Aki, a senior, plays flute and Brehmer, a junior, is a clarinetist. They join an elite ensemble made up of musical students from every state in the union who march the two-mile route through the Big Apple. Tune to KTUU, Channel 2, from 9 a.m. to noon. But don't get so distracted that you forget to baste the turkey.

Strings behind bars

In what has become one of Alaska's more unusual holiday traditions, the Hiland Mountain Correctional Center Women's String Orchestra will present its annual concert at 1:30 p.m. Saturday, Dec. 3. This year the women will be joined by cellist Evan Drachman, a regular guest artist with the Sitka Summer Music Festival and Alaska Airlines Autumn Classics series.

The ensemble started in 2003 and has grown to 35 members with advancing skill levels.

Tax-deductible tickets are $25 at centertix.net, Metro Music & Books or by emailing crofutp@aol.com. Arrangements to enter the facility must be made in advance, with purchasers submitting their driver's licenses or other I.D. for preclearance. Children under 12 are not permitted.

Regional juried shows

The Fourth Annual Kenai Peninsula Juried Watercolor Show is on display through Nov. 28 in the Kenai Fine Arts Center, 816 Cook Ave., Old Town Kenai.

Jurors Dot Bardarson, Jean Watson and Suzanne Bach selected "Kandee" by James Adcox for the Best of Show award. Work by Sherrill Miller received the Viewer's Choice award on opening day, Nov. 3.

Other recipients included: first prize, Georg-Anne Phillips; second prize, Gwen Thomas; third prize and honorable mention, Donna Schwanke-Cooper; honorable mention, Michael Murray.

The center, located in Kenai's former jailhouse, has recently gone through renovations including a refurbished front and installation of fire doors.

Of particular importance to viewers is an updated gallery lighting system with lights in a "warm" spectrum said to enhance colors and minimize damage from ultraviolet light. It's "the same lighting used in galleries and museums throughout the United States and Europe," said a press release.

An arts and craft fair to benefit the Peninsula Art Guild will take place from 10 a.m. to 5 p.m. on Friday and Saturday at the Kenai High School.

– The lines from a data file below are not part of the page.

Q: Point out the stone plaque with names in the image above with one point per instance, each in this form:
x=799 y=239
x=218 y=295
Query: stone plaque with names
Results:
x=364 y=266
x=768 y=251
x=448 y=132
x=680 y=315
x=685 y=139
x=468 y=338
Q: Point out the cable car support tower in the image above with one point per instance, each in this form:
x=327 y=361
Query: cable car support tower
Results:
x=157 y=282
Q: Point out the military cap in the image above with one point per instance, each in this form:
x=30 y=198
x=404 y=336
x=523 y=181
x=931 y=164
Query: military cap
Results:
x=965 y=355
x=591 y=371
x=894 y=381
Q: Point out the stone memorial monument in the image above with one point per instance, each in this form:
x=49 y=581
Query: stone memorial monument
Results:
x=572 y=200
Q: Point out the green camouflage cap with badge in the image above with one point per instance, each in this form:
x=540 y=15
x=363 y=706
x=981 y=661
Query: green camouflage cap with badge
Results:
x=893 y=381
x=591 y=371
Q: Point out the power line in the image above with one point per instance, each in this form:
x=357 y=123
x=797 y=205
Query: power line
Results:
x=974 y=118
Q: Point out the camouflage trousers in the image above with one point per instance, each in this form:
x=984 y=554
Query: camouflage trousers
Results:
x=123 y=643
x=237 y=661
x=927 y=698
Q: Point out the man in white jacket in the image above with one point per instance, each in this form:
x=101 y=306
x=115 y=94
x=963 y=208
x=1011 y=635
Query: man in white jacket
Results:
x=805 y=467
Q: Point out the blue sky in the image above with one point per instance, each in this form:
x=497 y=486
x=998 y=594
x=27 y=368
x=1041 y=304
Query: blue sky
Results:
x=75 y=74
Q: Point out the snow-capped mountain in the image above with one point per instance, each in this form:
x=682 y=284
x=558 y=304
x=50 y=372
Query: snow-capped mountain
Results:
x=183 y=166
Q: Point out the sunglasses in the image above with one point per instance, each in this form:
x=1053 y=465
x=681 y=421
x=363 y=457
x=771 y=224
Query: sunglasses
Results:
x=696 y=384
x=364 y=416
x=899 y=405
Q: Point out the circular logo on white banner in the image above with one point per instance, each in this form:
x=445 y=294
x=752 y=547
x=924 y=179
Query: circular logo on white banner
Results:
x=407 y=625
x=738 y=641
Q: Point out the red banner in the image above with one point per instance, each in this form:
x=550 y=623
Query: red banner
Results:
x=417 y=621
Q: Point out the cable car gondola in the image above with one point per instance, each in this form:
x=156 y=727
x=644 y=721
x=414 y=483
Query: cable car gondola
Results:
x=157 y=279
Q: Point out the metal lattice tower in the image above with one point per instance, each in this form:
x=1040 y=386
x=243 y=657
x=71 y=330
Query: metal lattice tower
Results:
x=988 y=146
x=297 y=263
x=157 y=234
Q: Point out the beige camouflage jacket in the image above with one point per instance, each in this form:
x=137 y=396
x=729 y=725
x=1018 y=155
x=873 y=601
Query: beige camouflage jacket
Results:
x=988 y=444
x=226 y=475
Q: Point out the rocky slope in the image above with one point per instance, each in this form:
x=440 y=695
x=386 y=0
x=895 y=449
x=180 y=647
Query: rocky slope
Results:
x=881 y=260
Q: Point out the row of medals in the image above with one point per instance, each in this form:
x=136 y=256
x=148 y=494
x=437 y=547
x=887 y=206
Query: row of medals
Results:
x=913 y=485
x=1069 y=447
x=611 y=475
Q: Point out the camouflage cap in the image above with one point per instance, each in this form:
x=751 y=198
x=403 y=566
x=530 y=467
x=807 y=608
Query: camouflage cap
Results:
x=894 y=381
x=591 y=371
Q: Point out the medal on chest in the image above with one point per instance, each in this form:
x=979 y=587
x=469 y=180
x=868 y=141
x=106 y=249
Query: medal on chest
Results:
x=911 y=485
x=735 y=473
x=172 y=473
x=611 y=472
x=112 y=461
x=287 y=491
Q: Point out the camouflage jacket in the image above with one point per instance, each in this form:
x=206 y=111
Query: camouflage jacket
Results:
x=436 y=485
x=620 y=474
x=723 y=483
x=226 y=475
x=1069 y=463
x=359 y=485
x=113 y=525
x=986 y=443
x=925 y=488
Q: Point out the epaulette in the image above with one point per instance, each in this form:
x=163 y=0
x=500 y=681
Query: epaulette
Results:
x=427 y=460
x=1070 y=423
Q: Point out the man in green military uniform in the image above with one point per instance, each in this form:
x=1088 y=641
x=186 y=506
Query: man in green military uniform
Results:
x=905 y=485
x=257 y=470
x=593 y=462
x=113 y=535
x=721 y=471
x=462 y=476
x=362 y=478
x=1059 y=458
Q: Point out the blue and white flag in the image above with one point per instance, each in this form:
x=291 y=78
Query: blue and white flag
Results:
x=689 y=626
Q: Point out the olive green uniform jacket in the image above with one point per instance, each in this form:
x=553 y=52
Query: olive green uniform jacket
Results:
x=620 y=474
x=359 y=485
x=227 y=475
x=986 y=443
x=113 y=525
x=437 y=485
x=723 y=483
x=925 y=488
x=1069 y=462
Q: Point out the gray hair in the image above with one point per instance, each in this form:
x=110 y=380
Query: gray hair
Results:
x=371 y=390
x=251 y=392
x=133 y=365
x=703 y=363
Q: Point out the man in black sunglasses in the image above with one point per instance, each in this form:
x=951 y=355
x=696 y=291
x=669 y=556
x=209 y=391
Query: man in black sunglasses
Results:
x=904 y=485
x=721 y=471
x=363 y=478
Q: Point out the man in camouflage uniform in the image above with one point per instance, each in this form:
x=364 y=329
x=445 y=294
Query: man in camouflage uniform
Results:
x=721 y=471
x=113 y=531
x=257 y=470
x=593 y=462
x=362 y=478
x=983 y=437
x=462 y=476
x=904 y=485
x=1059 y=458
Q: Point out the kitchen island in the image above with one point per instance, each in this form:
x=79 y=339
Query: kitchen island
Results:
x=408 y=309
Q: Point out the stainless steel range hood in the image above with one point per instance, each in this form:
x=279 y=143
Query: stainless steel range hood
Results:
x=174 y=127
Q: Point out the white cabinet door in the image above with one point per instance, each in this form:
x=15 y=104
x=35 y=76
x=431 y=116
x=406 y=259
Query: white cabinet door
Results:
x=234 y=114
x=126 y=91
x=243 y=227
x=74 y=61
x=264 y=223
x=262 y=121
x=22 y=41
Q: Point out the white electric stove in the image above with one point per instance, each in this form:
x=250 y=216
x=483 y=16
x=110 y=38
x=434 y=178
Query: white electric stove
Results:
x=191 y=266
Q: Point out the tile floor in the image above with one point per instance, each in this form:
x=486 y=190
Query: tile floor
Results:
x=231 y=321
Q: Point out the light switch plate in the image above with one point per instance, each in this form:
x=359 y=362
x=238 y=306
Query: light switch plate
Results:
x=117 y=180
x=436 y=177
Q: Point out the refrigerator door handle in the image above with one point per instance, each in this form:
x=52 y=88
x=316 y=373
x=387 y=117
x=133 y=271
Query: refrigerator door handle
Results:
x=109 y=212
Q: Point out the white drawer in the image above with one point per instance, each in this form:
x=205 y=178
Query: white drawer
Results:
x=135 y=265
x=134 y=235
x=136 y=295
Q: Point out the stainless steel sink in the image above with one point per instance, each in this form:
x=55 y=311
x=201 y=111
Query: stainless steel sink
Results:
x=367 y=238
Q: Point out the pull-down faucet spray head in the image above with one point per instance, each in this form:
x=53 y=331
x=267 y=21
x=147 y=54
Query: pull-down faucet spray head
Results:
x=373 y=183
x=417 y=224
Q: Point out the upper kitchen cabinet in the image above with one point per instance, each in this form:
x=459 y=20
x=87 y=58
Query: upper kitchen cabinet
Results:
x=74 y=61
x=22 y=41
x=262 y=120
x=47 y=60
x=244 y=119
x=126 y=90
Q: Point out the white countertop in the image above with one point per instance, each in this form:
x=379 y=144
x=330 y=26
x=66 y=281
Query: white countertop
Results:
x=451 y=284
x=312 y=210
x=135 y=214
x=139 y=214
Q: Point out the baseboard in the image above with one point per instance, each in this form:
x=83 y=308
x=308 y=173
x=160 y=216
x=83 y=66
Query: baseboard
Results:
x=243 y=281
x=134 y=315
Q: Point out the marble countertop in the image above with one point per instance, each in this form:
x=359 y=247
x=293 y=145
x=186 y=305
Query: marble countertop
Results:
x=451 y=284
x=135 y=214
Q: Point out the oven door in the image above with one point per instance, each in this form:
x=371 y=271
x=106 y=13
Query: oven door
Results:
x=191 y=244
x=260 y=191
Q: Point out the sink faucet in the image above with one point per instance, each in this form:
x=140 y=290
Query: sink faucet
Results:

Schwanke-Cooper is involved in a second show, as a juror rather than an artist, the Second Annual Valley Fine Arts juried show. Danielle Guenther's graphite portrait, "Wisdom in Change" is the first prize winner in that show.

Ilene Paulson took second prize with "Pepper Line Up" and received an honorable mention for "Ice Scooper." I didn't see a third place, but the show is somewhat randomly hung with other pieces in the north gallery at Artic Rose, 420 L St., where it will be on display through Nov. 30.

New York dancers remember Sundown

In a recent forwarded email, Eiko and Koma Otaki, the New York dance team that most recently performed in Alaska under the aegis of Alaska Dance Theatre, recalled meeting Maryann Sundown at the Cama-i Dance Festival in Bethel in 2009. Their trip was hosted by USA Artists and the Rasmuson Foundation, they said.

"Everything about this festival was eye opening. Seeing Sundown dance with her children, grandchildren, and (perhaps) great-grandchildren was a deeply joyful and inspiring experience for us. Then an amazing gift came. During the last day of the festival as we were watching other dancers' performances, we noticed (her) making a hand gestures from far in the audience seats. As we sat by her, she put her hair dress on (Eiko) saying something in Yup'ik. Her daughter translated, 'Thank you for coming here from a very far place.' And she too gave us hand fans. Both hair dress and hand fans are important for their Native dances and thus most precious gifts. Both Koma and I were overwhelmed.

"Thank you Maryann for your dancing, hospitality and great smile."

Sundown died in Scammon Bay on Oct. 26 at the age of 93.

Over the years, Sundown's first name has appeared in several different ways. "Mary Ann" seems to be most common on legal documents -- though I'm pretty sure no one ever called her just Mary. "Maryann" was the spelling given by the family.